Reputation: 67
I have a Twitter dataset of 30000 tweets and I'm trying to prepare the data for text analysis. I downloaded the dataset with academictwitteR package in R. Inside the dataset, some columns (such as; "user.metrics", "public.metrics", "entities" are seperate data frames. I managed to extract the columns from "user.metrics" and "public.metrics" and merge the extracted columns with my original dataset as following, without a problem;
#extract
extract_publicmetrics <- as.data.frame(mytwitterdata$public_metrics)
colnames(extract_publicmetrics)
[1] "retweet_count" "reply_count" "like_count" "quote_count"
#add observation column to bind with the original data (mytwitterdata)
addconsecutivenumbers1 <- cbind(extract_publicmetrics, "observation"=1:nrow(deneme2_publicmetrics))
addconsecutivenumbers2 <- cbind(mytwitterdata, "observation"=1:nrow(joined_deneme2))
#merge two data
merged.data <- merge(addconsecutivenumbers1, addconsecutivenumbers2, by="observation")
But, I could not manage to extract "mentions", "urls", "hastags" columns from "Entities" dataframe in my dataset.I think it's because "mentions", "urls", "hashtags" are nested lists in that data frame (e.g.):
class(mytwitterdata$entities$hashtags)
[1] "list"
For example, a Tweet may contain no hashtag, one hashtag, or more than one hashtag. I want to create a new column from that list in which the value of the row is NA when there is no hashtag, or the row includes the hashtag as text in the row ( or hashtags separated with commas when it includes more than one hashtag).

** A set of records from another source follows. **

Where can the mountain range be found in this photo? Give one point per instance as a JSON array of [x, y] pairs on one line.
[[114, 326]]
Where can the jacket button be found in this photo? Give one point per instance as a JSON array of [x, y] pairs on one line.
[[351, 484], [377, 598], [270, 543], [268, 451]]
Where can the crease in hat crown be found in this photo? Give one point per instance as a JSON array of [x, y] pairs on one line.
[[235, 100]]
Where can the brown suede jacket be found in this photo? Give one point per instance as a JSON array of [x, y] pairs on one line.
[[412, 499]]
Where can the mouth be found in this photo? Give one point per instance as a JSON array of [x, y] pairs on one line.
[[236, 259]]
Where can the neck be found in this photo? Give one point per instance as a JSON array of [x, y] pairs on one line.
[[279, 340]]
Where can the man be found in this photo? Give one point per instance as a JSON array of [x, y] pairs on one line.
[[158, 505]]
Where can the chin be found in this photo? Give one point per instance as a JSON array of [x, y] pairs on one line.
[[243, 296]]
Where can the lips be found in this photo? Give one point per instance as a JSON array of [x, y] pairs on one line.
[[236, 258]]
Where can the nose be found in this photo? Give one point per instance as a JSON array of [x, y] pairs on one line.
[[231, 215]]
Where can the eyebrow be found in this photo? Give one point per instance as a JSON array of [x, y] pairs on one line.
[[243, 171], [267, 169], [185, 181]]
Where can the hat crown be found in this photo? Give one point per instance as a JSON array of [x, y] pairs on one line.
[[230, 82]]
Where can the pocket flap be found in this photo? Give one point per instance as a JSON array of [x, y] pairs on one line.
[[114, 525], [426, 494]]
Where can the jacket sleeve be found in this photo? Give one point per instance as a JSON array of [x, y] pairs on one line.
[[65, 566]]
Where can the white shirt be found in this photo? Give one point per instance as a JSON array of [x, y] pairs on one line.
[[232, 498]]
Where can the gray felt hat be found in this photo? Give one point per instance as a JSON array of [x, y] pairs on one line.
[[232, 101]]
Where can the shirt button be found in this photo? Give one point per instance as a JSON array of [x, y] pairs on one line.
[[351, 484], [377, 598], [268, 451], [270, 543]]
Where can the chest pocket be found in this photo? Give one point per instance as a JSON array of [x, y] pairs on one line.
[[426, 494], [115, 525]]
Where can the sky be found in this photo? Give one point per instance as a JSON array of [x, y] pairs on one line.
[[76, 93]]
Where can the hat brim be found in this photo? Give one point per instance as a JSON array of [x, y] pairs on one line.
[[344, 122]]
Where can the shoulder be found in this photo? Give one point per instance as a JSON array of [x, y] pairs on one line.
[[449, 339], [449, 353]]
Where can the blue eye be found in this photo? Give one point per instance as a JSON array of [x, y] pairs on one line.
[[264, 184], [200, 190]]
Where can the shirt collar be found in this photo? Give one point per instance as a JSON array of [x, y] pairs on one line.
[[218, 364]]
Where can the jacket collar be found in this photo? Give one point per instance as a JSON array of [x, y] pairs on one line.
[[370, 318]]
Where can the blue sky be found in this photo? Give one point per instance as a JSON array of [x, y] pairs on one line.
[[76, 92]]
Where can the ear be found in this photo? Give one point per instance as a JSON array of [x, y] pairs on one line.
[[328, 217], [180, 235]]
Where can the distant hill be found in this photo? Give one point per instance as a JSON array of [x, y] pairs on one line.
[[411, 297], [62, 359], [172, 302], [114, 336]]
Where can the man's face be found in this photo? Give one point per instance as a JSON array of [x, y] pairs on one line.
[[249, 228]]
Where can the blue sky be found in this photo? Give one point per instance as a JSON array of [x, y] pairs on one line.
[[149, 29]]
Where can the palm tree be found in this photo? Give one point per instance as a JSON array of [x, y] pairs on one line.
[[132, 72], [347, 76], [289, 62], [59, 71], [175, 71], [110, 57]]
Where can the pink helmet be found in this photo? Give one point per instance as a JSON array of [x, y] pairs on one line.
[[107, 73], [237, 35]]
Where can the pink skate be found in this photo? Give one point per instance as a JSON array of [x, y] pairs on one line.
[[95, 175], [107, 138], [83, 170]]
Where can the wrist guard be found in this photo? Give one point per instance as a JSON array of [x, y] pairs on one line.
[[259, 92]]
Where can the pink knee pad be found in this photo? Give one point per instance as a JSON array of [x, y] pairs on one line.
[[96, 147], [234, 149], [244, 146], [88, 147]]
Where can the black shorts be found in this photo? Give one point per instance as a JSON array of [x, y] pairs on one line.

Attached is s sample data of 10 rows extracted from the "Entities" dataframe from my dataset:
https://drive.google.com/file/d/1vfyFIObRS9tCxGNJCG9AMyKgxwgwBDMZ/view?usp=sharing
Upvotes: 2
Views: 609
Reputation: 67
I finally solved the problem with hoist() function from tidyr package. It plucks out selected components.
mytwitterdata$entities$hashtags includes 3 components ('start', 'end', and 'tag'). If there is hashtag in the tweet, the hashtag(s) is listed in the tag column. I wanted to pluck out that column and merge it to my original Twitter dataset. This allowed me to create column with the hashtags. I also converted the NULL rows to NA:
hashtag.column <- mytwitterdata %>%
select(hashtags) %>%
hoist(hashtags, hashtag = 3)
hashtag.column[ hashtag.column == "NULL"] = NA
Upvotes: 1